Property Insurance Coverage for Wholesalers
Whether you maintain a warehouse or store your goods elsewhere, protecting your property is essential to keeping your business profitable. Property Insurance offers coverage for the assets related to your business. In the event of a storm, fire, theft, or other source of damage to your goods, your Property Insurance kicks in to provide you with the funds necessary to repair or replace your stock.
In the event of seriously damaging events, adequate Property Insurance can make a major difference in a wholesaler’s ability to stay profitable, maintain cash flow, and continue serving partners and customers. Depending on where in the country you live and what kind of premises you use for your business, your Property Insurance needs will vary. Your insureon wholesaler agent can help you determine what coverage levels will sufficiently protect your business.
Umbrella Insurance / Excess Liability Insurance for Wholesalers
Umbrella Insurance allows wholesalers to extend their coverage limits on one or more existing insurance policies. Umbrella coverage (also known as Excess Liability Insurance) provides a sort of reserve of insurance coverage that takes effect if and when you face damages that exceed the limits of another of your policies.
For instance, if you are found liable for $750,000 in injury or property damages and your General Liability coverage only offers $500,000 in protection, your Umbrella Insurance would cover the remaining $250,000. Without Umbrella Insurance in place, you would be responsible for paying the remaining $250,000 from your own personal funds.
Umbrella Insurance can be used to extend the coverage limits on several policies simultaneously and is typically less expensive than extending coverage on each policy individually. Ask your wholesale agent at insureon whether Umbrella Insurance might be a wise way to protect your business.
Workers’ Compensation Insurance for Wholesalers
In most states in the U.S., Workers’ Compensation Insurance is mandatory to some extent, though the specific laws differ from one state to the next and from one type of business to the next. Even sole proprietors are required to carry Workers’ Compensation Insurance in some states.
Workers’ Compensation coverage works by providing coverage in the event that one of your employees becomes injured or sick during the course of doing his or her job. If your employee should sue you for coverage of illness- or injury-related expenses, your Workers’ Compensation Insurance takes effect.

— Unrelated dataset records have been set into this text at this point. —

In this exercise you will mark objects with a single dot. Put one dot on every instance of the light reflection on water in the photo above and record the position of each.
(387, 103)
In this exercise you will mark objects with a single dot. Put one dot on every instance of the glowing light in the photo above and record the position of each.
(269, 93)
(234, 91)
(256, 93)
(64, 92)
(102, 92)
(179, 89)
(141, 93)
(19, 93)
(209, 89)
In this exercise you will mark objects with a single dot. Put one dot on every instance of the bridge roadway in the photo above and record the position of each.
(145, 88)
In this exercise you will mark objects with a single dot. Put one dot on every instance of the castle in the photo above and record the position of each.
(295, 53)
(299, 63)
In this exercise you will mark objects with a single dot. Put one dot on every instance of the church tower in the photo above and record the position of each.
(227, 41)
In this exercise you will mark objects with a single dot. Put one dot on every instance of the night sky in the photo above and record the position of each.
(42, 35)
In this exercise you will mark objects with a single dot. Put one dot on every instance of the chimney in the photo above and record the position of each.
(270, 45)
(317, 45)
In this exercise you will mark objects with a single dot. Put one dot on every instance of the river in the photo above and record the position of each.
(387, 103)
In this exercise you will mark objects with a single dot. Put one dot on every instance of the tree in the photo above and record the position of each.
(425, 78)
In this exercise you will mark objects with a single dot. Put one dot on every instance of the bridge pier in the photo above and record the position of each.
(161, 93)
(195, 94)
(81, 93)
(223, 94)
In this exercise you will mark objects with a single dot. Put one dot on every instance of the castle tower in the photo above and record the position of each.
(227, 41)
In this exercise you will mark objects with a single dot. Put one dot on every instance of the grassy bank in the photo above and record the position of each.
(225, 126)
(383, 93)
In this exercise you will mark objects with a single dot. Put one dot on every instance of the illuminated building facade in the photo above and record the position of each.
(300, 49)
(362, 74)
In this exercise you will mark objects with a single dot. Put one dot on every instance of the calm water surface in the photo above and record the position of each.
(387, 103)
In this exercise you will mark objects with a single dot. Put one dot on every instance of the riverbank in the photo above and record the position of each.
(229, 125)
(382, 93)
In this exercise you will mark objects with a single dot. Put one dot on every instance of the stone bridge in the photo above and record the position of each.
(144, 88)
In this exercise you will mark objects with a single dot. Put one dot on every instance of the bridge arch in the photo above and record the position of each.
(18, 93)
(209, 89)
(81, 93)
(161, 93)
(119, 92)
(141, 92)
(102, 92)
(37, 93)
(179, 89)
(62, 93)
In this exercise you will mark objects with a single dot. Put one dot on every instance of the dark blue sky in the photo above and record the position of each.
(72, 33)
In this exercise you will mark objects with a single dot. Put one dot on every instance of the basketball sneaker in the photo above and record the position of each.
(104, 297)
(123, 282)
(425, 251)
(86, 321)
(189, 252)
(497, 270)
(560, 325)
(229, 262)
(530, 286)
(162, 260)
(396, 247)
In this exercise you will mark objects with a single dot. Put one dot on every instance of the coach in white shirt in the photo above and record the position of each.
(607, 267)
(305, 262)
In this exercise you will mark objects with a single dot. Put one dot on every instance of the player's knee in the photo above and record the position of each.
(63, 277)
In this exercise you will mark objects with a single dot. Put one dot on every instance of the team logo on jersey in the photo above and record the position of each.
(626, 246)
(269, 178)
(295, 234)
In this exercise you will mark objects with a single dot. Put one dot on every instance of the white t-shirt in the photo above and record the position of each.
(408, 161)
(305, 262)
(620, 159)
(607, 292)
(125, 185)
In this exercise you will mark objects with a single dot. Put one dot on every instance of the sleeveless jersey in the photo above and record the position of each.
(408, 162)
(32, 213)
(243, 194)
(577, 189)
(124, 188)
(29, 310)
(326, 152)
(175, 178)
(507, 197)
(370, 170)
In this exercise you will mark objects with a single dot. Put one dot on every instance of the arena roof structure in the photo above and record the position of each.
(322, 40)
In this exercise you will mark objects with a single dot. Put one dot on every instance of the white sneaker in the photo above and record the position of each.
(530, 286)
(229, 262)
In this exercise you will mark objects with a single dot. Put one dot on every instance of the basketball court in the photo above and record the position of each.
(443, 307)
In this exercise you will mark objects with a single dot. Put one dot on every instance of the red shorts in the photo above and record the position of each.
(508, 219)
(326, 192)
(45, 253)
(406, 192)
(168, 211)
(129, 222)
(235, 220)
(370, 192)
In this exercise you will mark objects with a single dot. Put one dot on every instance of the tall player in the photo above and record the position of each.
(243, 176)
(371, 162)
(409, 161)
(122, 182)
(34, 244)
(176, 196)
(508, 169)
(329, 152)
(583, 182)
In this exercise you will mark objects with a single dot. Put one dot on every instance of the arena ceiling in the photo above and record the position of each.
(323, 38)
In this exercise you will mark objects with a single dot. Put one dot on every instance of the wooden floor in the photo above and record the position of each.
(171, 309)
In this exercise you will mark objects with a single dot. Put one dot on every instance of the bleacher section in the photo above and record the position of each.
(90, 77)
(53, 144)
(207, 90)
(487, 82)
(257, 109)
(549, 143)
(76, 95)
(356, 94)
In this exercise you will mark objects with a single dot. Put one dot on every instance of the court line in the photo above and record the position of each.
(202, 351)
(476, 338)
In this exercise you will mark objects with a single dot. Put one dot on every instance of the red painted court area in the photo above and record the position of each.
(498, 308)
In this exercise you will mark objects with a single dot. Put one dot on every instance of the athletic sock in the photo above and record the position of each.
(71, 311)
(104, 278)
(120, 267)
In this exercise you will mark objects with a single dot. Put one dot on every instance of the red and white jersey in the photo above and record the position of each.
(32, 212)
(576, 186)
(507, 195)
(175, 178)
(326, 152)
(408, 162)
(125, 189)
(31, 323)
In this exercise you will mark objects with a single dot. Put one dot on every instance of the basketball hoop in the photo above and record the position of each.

It pays not only for the legal costs of defending yourself in court but also for any fees, fines, judgments, or settlements you are found liable for paying, up to the limits of your policy. Many Workers’ Compensation policies also provide benefits for lost wages, meaning they will pay the wages for employees who are unable to work because of their injury or illness.
Depending on your individual circumstances, you may be able to save money on your premiums by excluding yourself from your Workers’ Compensation coverage; however, this is not always a wise business decision. Your insureon wholesaler agent can help you determine what kind of Workers’ Comp coverage you need.
Keep detailed records.
In the event of property damage, you will be able to receive compensation from your insurance provider more quickly if you have extensive documentation of your inventory, its condition, and the damage done to it. Photographing inventory and any damage to it can be invaluable during the claims process.
Establish backup business channels.
If something happens to one of your suppliers, you could be without goods for as long as the interruption or problem lasts, which could be disastrous for your business. Establishing a friendly relationship with backup suppliers and other partners gives you an option for keeping your business running even when unexpected events throw a wrench in normal operations.